The Church of St Giles is a parish church in Willenhall, Metropolitan Borough of Walsall, West Midlands, England. Although the current church building dates to 1867, a church has been located in Willenhall since c. 1313, where a chaplain is mentioned in one of the Paget deeds. The current parish priest is Revd Sue Boyce.

==History==
The original church is believed to have survived until 1748, by which time it had fallen into decay. It was described by Dr. Wilkes, a local antiquary, that the building was unsafe to allow people to congregate there. A new church was constructed in its place in 1750, although the ancient tower remained and in 1788, another storey was added to it. Inside this extension, a peal of six bells made by Abraham Rudhall of Gloucester were installed. The church building was square in plan and was built of red brick. A chancel was located on the east side of the church. It consisted of 620 seats and an organ by James Chapman Bishop which was installed in 1837.

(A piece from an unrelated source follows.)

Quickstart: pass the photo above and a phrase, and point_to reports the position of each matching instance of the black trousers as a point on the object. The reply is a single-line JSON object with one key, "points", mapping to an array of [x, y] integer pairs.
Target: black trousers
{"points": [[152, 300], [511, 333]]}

In about 1850, it was decided that a new church should be sought and in a vestry meeting in 1853, W. D. Griffin, a Wolverhampton-based architect, provided designs to alter the church. It was decided that the scheme was too costly and Griffin was told to design a new church in the Gothic style. Construction commenced in 1866 and was completed the following year, with the entire scheme costing £6,700. It was consecrated by Dr. John Lonsdale, Lord Bishop of Lichfield on 18 July 1867. In 1898, the church received a new organ from Hill Norman and Beard to commemorate the Golden Jubilee of Queen Victoria. In 1900, the first school building was constructed. In 1911, the interior was renovated and oak choir stalls provided. The church was again renovated in 1927, with the addition of a vestry and side chapel, a new high altar of the English pattern and an oak carved pulpit. A mission church of St Giles, dedicated to St Matthias, was built in Shepwell Green in 1907 but then shut in the 1980s.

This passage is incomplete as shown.